Treating a Child Headache
Migraines are most common in adults, particularly women, but children are also prone to migraines.
Migraines are not caused by stress or tension, like tension headaches, but rather as the result of an intricate biochemical process involving the constriction and expanding of blood vessels in the brain. It is estimated that as many as 5% of children are affected by migraine. Girls and boys are equally affected by migraines when they are very young. During puberty there is a shift towards females suffering more than males. Changes to hormones are the main reason for the shift in teenage girls.
The diagnosis of migraines in children is a process of trial and error but migraines may be diagnosed in children as young as 4 years of age. Usually migraines are diagnosed as the cause of headaches only after ruling out more serious causes. In addition, a comprehensive family medical history should be provided and studied, and both a general physical and neurological examination can be expected before an accurate migraine diagnosis can be determined.
Motion Sickness – most children who suffer with migraines will have inherited the illness. If your child experiences any kind of motion sickness, like ‘car sickness’, consider whether there is any family history of migraines. Motion sickness is often perceived as an early indicator of the possibility of developing migraines later in life.
In addition, kids who develop migraines experience colic, nightmares or disturbances in sleeping patterns.

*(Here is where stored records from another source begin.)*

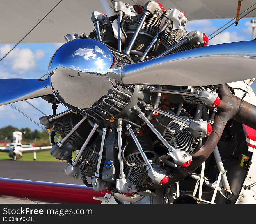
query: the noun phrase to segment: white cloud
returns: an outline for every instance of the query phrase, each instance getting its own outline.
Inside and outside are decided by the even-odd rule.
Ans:
[[[83,58],[86,60],[88,60],[90,58],[95,59],[96,54],[94,52],[93,49],[90,48],[79,48],[75,52],[75,55],[79,56],[83,56]]]
[[[209,45],[218,44],[230,42],[236,42],[246,40],[243,36],[239,36],[236,32],[230,32],[227,31],[223,32],[209,41]]]
[[[12,48],[9,44],[5,44],[0,48],[0,56],[3,57]],[[14,48],[3,61],[8,67],[19,73],[24,73],[36,68],[37,61],[45,56],[42,50],[37,50],[34,53],[28,48]]]
[[[60,47],[63,45],[65,43],[53,43],[54,46],[56,48],[56,50],[59,48]]]
[[[246,28],[243,29],[243,32],[246,35],[251,35],[252,29],[250,21],[246,21],[244,25]]]

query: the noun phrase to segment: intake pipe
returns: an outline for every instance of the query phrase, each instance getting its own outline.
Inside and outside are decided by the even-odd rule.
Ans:
[[[256,129],[256,107],[232,94],[227,84],[220,85],[218,92],[221,100],[214,117],[212,132],[200,149],[192,155],[193,161],[190,165],[175,169],[172,174],[173,178],[170,179],[167,185],[191,175],[206,160],[219,142],[229,120],[234,119]]]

The throbbing pain experienced by a child’s migraine is often intense enough to interfere with school and other daily activities. You should also be aware that physical activity can exacerbate the situation so make sure your child’s school PE teacher is aware of your child’s condition.

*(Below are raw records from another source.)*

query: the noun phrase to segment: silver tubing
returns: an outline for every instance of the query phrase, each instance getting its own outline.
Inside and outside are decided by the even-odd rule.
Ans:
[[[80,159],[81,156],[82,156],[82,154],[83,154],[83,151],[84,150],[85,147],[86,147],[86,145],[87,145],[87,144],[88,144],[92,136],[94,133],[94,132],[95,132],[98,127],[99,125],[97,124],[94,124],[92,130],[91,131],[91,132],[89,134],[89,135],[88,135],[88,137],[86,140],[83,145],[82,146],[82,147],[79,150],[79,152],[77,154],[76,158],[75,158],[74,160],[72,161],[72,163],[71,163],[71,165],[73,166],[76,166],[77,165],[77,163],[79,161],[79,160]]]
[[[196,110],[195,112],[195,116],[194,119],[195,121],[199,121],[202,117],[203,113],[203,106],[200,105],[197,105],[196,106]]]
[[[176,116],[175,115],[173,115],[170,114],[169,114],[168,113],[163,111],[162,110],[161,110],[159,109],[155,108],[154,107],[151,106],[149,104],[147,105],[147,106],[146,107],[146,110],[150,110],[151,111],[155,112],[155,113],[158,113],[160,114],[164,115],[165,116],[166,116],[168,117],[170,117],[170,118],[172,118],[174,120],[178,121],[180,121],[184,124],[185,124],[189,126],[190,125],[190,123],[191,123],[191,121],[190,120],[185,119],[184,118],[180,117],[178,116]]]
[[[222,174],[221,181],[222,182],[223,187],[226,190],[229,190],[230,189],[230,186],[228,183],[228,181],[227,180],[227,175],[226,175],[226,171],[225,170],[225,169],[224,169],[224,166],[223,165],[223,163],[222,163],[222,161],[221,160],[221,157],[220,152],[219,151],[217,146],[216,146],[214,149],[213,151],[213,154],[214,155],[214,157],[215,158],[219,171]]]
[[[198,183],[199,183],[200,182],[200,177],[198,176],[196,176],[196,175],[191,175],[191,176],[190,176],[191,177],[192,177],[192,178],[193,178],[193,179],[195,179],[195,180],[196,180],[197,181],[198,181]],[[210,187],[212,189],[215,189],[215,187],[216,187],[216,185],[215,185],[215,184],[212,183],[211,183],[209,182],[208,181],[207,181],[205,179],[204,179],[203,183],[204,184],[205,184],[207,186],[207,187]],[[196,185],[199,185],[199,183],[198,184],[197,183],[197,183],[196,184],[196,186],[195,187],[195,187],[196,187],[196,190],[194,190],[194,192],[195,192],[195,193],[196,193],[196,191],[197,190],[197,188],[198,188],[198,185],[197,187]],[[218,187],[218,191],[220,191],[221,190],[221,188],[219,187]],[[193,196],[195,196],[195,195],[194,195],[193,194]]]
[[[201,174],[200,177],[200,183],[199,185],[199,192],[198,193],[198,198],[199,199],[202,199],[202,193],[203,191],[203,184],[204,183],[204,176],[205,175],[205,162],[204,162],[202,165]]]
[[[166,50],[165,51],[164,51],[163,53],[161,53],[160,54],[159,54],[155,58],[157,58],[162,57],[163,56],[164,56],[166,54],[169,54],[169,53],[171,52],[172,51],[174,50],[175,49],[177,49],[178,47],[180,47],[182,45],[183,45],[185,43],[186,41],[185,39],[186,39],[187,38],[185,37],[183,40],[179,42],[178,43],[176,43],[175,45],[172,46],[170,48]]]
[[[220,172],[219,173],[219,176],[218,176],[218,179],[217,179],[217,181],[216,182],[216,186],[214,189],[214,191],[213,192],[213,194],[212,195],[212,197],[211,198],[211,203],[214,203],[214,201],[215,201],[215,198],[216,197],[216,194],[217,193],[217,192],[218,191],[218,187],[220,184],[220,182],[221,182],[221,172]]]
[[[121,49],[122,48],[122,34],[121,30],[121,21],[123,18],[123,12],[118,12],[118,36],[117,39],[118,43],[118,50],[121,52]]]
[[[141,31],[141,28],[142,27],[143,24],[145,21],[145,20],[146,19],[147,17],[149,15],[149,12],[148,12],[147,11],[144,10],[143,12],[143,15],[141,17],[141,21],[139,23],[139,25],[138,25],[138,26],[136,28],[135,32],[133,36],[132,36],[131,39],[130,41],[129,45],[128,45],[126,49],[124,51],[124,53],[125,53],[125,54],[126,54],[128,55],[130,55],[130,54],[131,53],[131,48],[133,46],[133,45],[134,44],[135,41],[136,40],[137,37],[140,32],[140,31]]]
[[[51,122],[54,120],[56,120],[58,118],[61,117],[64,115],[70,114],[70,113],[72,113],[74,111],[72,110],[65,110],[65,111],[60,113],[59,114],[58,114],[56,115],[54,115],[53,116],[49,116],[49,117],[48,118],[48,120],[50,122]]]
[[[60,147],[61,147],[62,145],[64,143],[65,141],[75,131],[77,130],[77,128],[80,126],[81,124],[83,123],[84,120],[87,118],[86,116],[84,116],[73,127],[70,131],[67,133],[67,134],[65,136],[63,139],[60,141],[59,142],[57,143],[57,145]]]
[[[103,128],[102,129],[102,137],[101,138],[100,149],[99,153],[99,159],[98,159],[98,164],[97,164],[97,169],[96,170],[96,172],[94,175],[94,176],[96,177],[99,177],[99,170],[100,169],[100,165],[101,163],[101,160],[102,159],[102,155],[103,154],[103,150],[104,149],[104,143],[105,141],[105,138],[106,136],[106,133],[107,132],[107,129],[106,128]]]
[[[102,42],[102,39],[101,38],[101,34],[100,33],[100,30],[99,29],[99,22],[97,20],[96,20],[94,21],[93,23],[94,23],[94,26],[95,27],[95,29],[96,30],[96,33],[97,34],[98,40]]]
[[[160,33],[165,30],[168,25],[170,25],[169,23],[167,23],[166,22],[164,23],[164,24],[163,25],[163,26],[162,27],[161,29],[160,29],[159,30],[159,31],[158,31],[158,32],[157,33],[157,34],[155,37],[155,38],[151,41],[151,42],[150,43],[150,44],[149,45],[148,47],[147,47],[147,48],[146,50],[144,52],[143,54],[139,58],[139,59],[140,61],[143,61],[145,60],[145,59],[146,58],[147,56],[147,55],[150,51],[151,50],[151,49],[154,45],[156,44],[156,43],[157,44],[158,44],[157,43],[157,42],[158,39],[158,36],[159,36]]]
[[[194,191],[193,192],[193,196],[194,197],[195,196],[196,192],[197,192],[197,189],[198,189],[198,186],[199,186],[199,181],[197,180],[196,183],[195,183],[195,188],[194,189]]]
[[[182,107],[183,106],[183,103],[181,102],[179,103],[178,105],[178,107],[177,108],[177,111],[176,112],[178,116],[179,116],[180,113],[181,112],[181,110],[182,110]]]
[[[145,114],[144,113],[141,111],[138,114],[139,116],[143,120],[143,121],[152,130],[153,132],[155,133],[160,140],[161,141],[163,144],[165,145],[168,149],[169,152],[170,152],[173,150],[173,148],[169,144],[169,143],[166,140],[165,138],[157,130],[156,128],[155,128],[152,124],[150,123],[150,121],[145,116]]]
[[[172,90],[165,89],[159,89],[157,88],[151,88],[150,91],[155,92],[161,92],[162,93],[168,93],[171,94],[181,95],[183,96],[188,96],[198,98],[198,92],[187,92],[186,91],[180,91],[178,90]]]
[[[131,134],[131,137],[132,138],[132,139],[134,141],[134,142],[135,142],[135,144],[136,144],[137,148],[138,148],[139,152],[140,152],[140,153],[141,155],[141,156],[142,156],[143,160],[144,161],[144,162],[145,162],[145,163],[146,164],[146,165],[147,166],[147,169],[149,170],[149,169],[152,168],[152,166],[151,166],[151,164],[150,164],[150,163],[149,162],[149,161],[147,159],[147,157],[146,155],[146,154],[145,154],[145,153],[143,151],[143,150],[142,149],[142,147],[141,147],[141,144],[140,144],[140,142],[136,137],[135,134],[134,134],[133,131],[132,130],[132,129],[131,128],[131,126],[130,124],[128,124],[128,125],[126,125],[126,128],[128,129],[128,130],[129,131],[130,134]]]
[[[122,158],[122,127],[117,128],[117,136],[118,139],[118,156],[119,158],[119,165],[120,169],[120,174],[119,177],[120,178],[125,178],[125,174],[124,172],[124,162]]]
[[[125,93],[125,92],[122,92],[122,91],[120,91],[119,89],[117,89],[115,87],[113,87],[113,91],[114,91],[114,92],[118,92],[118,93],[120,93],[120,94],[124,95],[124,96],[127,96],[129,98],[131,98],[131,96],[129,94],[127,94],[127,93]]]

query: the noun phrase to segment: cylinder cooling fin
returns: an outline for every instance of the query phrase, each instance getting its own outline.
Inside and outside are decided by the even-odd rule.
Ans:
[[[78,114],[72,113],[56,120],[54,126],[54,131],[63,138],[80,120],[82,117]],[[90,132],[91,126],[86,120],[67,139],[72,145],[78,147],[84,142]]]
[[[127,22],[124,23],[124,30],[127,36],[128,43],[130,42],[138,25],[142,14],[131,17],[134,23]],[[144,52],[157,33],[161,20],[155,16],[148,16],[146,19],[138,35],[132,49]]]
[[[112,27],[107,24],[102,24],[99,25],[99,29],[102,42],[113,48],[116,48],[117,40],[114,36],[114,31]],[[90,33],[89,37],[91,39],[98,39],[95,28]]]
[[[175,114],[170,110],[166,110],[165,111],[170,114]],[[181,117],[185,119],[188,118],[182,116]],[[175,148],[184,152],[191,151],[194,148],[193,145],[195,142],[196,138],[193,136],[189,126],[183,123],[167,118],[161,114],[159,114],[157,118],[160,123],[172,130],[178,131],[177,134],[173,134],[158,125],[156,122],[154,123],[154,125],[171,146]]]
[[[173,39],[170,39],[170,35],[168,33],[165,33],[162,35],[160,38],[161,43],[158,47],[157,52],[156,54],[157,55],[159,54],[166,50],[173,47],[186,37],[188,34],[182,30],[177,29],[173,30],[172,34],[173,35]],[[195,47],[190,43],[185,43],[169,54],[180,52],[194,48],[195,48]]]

Child Headache – associated problems
As with adult migraines, auras may or may not accompany a child’s headache. Auras are visual experiences such as flashing points of lights, zigzagging lights, etc. Unlike migraines in adults, however, the duration of migraines usually last no more than three or four hours. Some extreme child migraines can be very upsetting for the parents. They may be accompanied by temporary neurological problems such as an inability to speak, a loss of sensation or even, in rare cases, a loss of consciousness.
Specific to migraines in children is the so-called ” Alice in Wonderland” Syndrome. This syndrome involves hallucinations that distort images and shapes, or sometimes cause objects to appear larger or smaller. In fact, one theory has it that Lewis Carroll himself, the author of Alice in Wonderland, suffered from migraines and that the bizarre occurrences described in his children’s classic are drawn from his own childhood.

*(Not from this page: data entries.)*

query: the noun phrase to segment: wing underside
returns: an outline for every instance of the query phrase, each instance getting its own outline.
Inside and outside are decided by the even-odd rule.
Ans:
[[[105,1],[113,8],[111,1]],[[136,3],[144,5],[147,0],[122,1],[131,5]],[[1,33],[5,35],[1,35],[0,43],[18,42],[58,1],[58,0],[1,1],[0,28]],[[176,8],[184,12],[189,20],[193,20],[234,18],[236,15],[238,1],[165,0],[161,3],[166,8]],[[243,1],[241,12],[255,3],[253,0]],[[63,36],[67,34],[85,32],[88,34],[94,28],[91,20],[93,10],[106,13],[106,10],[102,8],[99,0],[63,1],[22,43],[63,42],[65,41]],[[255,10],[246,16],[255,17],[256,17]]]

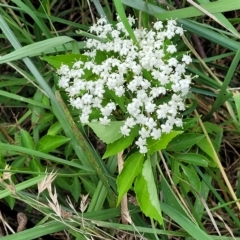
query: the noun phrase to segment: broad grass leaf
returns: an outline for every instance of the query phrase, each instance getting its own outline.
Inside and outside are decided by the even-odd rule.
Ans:
[[[211,145],[209,144],[207,138],[203,138],[201,141],[199,141],[197,143],[197,146],[203,151],[205,152],[209,157],[211,157],[211,159],[213,159],[212,161],[209,162],[210,166],[216,166],[216,163],[214,161],[215,159],[215,155],[214,155],[214,151],[211,147]]]
[[[69,140],[70,138],[66,138],[64,136],[45,135],[39,140],[36,150],[39,152],[48,153],[68,142]]]
[[[173,155],[173,161],[177,160],[180,162],[185,162],[197,166],[207,167],[208,166],[208,159],[198,153],[178,153]]]
[[[161,203],[162,211],[168,215],[174,222],[179,224],[186,232],[196,240],[213,240],[206,232],[198,225],[193,223],[189,218],[177,211],[174,206],[169,206],[166,203]]]
[[[147,147],[148,147],[148,153],[152,154],[156,151],[165,149],[168,144],[172,141],[173,138],[175,138],[177,135],[182,134],[183,131],[172,131],[168,134],[163,134],[160,139],[154,140],[152,138],[149,138],[147,140]]]
[[[82,54],[67,54],[67,55],[42,57],[42,59],[48,62],[53,67],[60,68],[62,64],[72,67],[72,65],[78,60],[81,60],[82,62],[86,62],[88,57]]]
[[[78,202],[80,194],[81,194],[81,184],[79,182],[78,177],[73,177],[72,185],[70,186],[70,192],[74,197],[74,200]]]
[[[161,176],[161,189],[164,202],[170,206],[174,206],[174,209],[187,217],[187,211],[183,207],[180,200],[177,198],[176,194],[172,190],[172,187],[169,185],[164,176]]]
[[[56,183],[58,186],[64,190],[70,191],[74,200],[78,202],[81,194],[81,183],[79,182],[78,177],[64,178],[57,177]]]
[[[109,144],[115,142],[123,136],[120,132],[120,128],[123,124],[123,121],[112,121],[106,126],[100,124],[99,122],[89,123],[88,125],[92,128],[99,139],[106,144]]]
[[[142,212],[146,216],[157,220],[159,224],[163,224],[150,160],[145,161],[142,173],[140,173],[135,180],[134,190]]]
[[[130,155],[124,162],[123,170],[117,178],[118,201],[120,203],[124,194],[131,188],[136,176],[141,172],[143,167],[143,154],[136,152]]]
[[[197,175],[197,172],[193,168],[186,167],[184,165],[180,165],[184,175],[187,177],[189,184],[194,188],[194,190],[200,192],[201,191],[201,181]]]
[[[192,147],[202,140],[205,136],[197,133],[184,133],[173,139],[167,146],[168,151],[179,152]]]

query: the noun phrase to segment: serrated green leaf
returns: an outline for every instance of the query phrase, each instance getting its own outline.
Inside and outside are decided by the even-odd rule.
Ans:
[[[180,165],[183,173],[187,177],[189,184],[196,190],[197,192],[201,191],[201,181],[197,175],[197,172],[195,169],[190,169],[189,167],[186,167],[184,165]]]
[[[21,136],[21,146],[29,149],[34,149],[34,142],[29,132],[27,132],[24,129],[21,129],[20,136]]]
[[[82,54],[67,54],[67,55],[57,55],[57,56],[50,56],[50,57],[42,57],[42,59],[48,62],[55,68],[60,68],[62,64],[68,65],[72,67],[72,65],[77,61],[81,60],[86,62],[88,57]]]
[[[157,188],[149,159],[145,161],[142,173],[137,176],[134,189],[142,212],[157,220],[159,224],[163,224]]]
[[[132,183],[143,167],[144,156],[139,153],[133,153],[124,162],[123,170],[117,178],[118,201],[120,203],[122,197],[131,188]]]
[[[66,138],[64,136],[45,135],[39,140],[36,149],[40,152],[48,153],[68,142],[69,140],[70,138]]]
[[[177,160],[202,167],[208,166],[208,159],[205,156],[197,153],[178,153],[174,154],[173,158],[173,161]]]
[[[106,126],[100,124],[99,122],[89,123],[88,125],[92,128],[99,139],[106,144],[109,144],[115,142],[123,136],[120,132],[120,128],[123,124],[123,121],[112,121]]]
[[[65,44],[73,41],[72,38],[67,36],[58,36],[46,39],[40,42],[35,42],[27,46],[21,47],[11,53],[0,57],[0,64],[15,61],[28,56],[40,55],[42,52],[57,47],[58,45]]]
[[[138,135],[138,128],[135,127],[134,129],[132,129],[129,136],[122,137],[122,138],[118,139],[117,141],[108,144],[107,150],[103,155],[103,159],[113,156],[113,155],[121,152],[122,150],[126,149],[127,147],[129,147],[133,143],[134,138],[137,135]]]
[[[197,133],[184,133],[175,139],[173,139],[168,147],[168,151],[179,152],[185,149],[188,149],[201,141],[205,136],[203,134]]]
[[[148,151],[149,154],[165,149],[173,138],[175,138],[177,135],[182,133],[183,131],[172,131],[168,134],[163,134],[159,140],[154,140],[152,138],[149,138],[147,140],[147,147],[149,149]]]

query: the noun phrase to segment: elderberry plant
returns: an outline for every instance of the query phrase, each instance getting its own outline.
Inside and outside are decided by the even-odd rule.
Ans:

Child Headache – treatment
The treatment of children’s migraines often includes the use of medications. Most children benefit from acetaminophen (Tylenol and other brands), or anti-inflammatory medications such as ibuprofen. However, you should seriously consider consulting your doctor before giving any pain killers to a child.
Some medications are used to prevent or lessen the frequency of migraines, while others are used for immediate pain relief. Children can be involved in treatment by keeping a diary of their headaches which may help them to identify the ‘trigger’ factors. They can plan for rest (headaches may be relieved by sleep) and learn to manage stress. Studies have shown that the frequency of migraines may be lessened by the use of biofeedback, relaxation techniques and acupuncture.
In addition, you may want to look into the many therapies that are available such as stress biofeedback, meditation and stress management. These approaches shouldn’t take the place of any prescribed medication; they can work in conjunction with medical treatment. Also, don’t underestimate the importance of good nutrition, sticking to a sound sleep routine and making sure the child gets enough exercise.
Child Headache – summary
If you suspect that your child may be experiencing migraines, consider making an appointment with your pediatrician after first keeping a migraine journal in which you recorded the following information:
Where on the head was the pain located?
How many headaches your child has each week?
How long the headaches last?
How painful were the headaches?
Do your child’s headaches affect his/her normal activity?
Did any foods, drinks or activities seem to set them off?